In my lexicon, a model is an object that has a (possibly null) set of parameters and makes predictions, in the sense that it produces a probability distribution function for the data as a function of those parameters. It also needs a few more things, including a prior PDF for the nuisance parameters (it doesn't need a prior PDF for the parameters of greatest interest, in my humble opinion). Given all this, I would have thought that taking, for each data point, the K nearest neighbors in the data space (under some metric) is not a model. But it can be, if you can cleverly convert the properties of the K nearest neighbors into a PDF for the data point. For Fadely's calibration job, and at the suggestion of Fergus, I think we can do this, and I wrote it up on the airplane home.

Because the model has very few user-tuned knobs and because its complexity and coverage grows linearly with the obtained data, the KNN model is truly non-parametric. In Fergus's terminology, it has high capacity: It can model a lot but at the same time isn't obstructed by intractable optimization or sampling.


occupying LIGO

I spent the afternoon with the LIGO team at Caltech. I got the invitation from Roy Williams (Caltech) after I tweeted (yes, tweeted) my disappointment with the LIGO data release policies. So I spent half my talk discussing the costs and benefits of open data sharing. The discussion in the room was very lively, with a range of opinions but none of them very far from my own: Everyone sees data release as hugely beneficial but also very costly. Advanced LIGO is required to do data release and the team is thinking about how to stage and structure it. Much of the discussion we had was about the salient differences between astronomy observatories and missions and physics experiments; the crucial point that LIGO has no sources yet is key and relevant.
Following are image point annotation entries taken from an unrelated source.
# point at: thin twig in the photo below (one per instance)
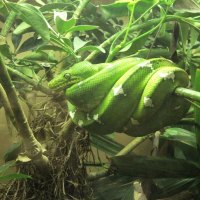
(6, 104)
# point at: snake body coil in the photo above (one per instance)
(130, 95)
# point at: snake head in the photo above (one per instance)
(64, 80)
(71, 76)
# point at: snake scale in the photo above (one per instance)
(130, 95)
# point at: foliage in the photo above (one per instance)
(45, 37)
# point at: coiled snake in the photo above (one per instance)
(130, 95)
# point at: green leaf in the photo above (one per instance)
(155, 167)
(16, 39)
(82, 28)
(33, 17)
(106, 144)
(117, 9)
(14, 176)
(30, 44)
(21, 28)
(92, 48)
(12, 152)
(5, 50)
(180, 135)
(142, 6)
(64, 25)
(117, 188)
(169, 187)
(53, 6)
(186, 6)
(78, 43)
(41, 56)
(26, 71)
(5, 167)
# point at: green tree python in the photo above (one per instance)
(130, 95)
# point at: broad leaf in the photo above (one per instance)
(118, 9)
(106, 144)
(64, 25)
(169, 187)
(78, 43)
(32, 16)
(13, 176)
(30, 44)
(22, 28)
(92, 48)
(82, 28)
(186, 6)
(180, 135)
(155, 167)
(53, 6)
(117, 187)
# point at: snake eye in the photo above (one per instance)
(67, 76)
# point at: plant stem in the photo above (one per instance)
(6, 105)
(197, 109)
(188, 93)
(77, 13)
(32, 146)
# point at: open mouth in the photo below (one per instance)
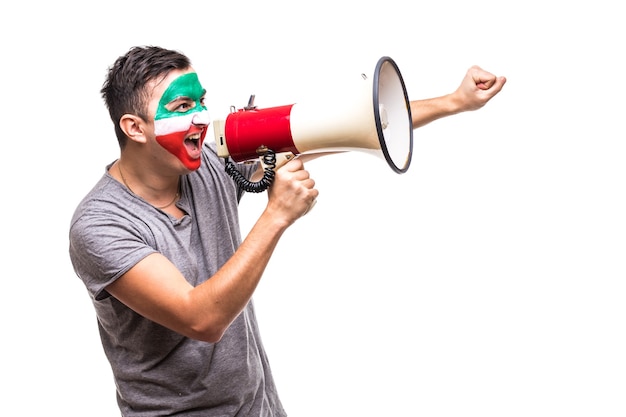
(192, 144)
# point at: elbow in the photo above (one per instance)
(206, 332)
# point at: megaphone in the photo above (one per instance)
(371, 115)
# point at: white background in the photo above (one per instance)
(486, 281)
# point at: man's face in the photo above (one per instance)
(181, 119)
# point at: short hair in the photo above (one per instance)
(125, 88)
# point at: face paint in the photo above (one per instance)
(182, 131)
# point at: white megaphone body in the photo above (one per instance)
(371, 115)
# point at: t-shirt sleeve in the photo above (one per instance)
(102, 250)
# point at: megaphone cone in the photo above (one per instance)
(371, 115)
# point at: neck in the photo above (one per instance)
(160, 199)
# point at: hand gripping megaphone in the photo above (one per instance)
(371, 115)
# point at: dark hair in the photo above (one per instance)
(124, 90)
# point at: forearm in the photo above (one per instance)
(429, 110)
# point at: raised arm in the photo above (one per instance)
(476, 89)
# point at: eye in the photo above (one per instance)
(183, 107)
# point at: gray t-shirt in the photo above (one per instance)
(159, 372)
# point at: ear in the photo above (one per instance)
(133, 126)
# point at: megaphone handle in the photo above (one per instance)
(278, 161)
(246, 184)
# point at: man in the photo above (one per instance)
(157, 244)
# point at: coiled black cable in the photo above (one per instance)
(269, 159)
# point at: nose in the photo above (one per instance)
(201, 118)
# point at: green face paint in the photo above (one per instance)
(186, 85)
(182, 130)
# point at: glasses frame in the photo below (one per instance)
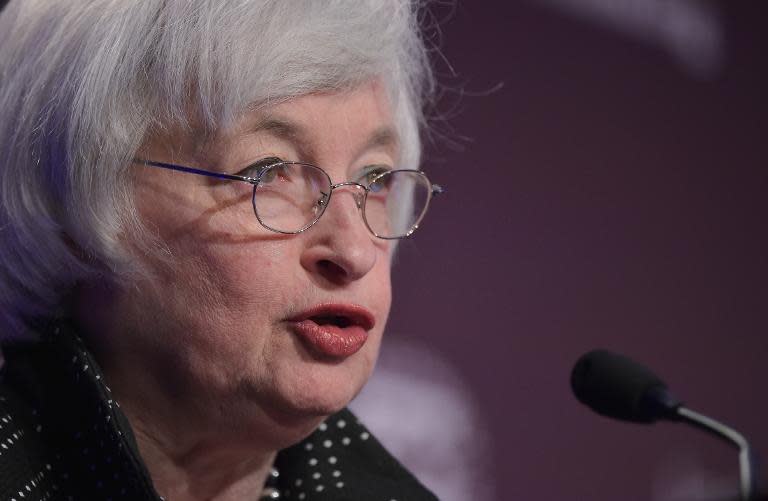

And a big issue for LIGO is lack of agreement both within LIGO and between LIGO and its partner projects about what is appropriate.

As for current LIGO data: The team is attempting to build a lightweight MOU structure to permit outside access to data without jeopardizing their core mission. I discussed what that would look like and promised to get back to them with a proposal if anyone on my team wants to fire up some analysis. Perez-Giz: I am thinking of you.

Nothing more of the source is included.